Zwei der drei Priester wurden demnach wegen Sexualdelikten an Minderjährigen gesucht. In dem dritten Fall sei der genaue Tatvorwurf den Akten nicht zu entnehmen gewesen, heißt es in der Mitteilung. Durch Namenscodierungen, Tarnadressen und Unterhaltshilfen habe Stehle dafür gesorgt, dass die drei Männer in Lateinamerika versteckt bleiben konnten.

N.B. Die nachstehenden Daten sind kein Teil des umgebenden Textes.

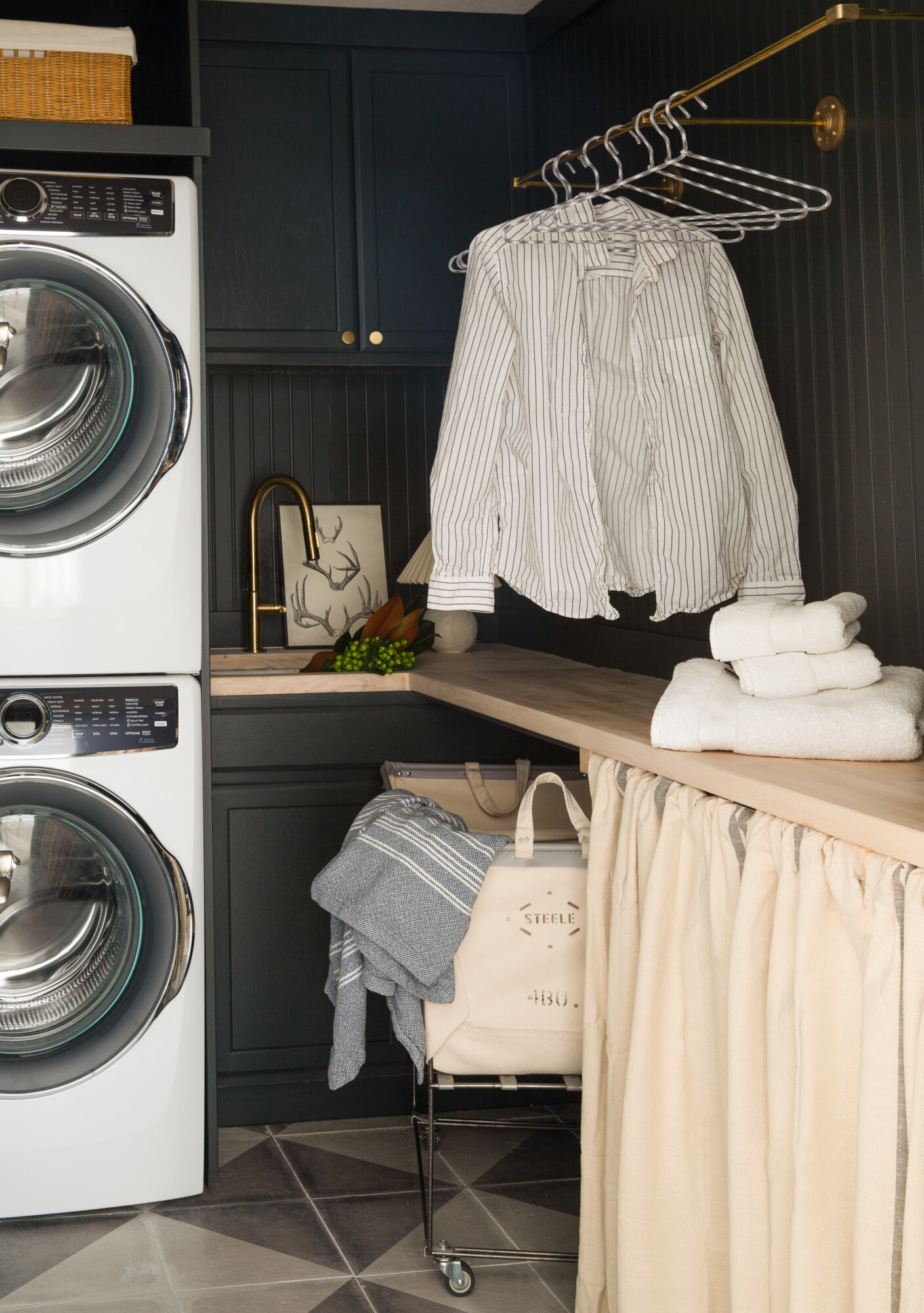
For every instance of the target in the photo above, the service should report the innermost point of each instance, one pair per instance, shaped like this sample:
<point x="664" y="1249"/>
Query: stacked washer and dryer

Es sei möglich, dass es weitere sexuelle Übergriffe durch Stehle gegeben habe, sagte Rechtsanwältin Janssen. Auch könne es durchaus sein, dass er weiteren Priestern in Lateinamerika zur Tarnung verholfen habe, was aber in den Akten der Koordinationsstelle nicht dokumentiert worden sei. Janssen forderte „sensible Anstrengungen“ zusammen mit den zuständigen lateinamerikanischen Bistümern, mögliche Betroffene zu erreichen. Sie empfahl zudem, auch der Frage weiter nachzugehen, inwieweit die Übergriffe Stehles den zuständigen kirchlichen Stellen bekannt waren und welche Konsequenzen sie dagegen ergriffen.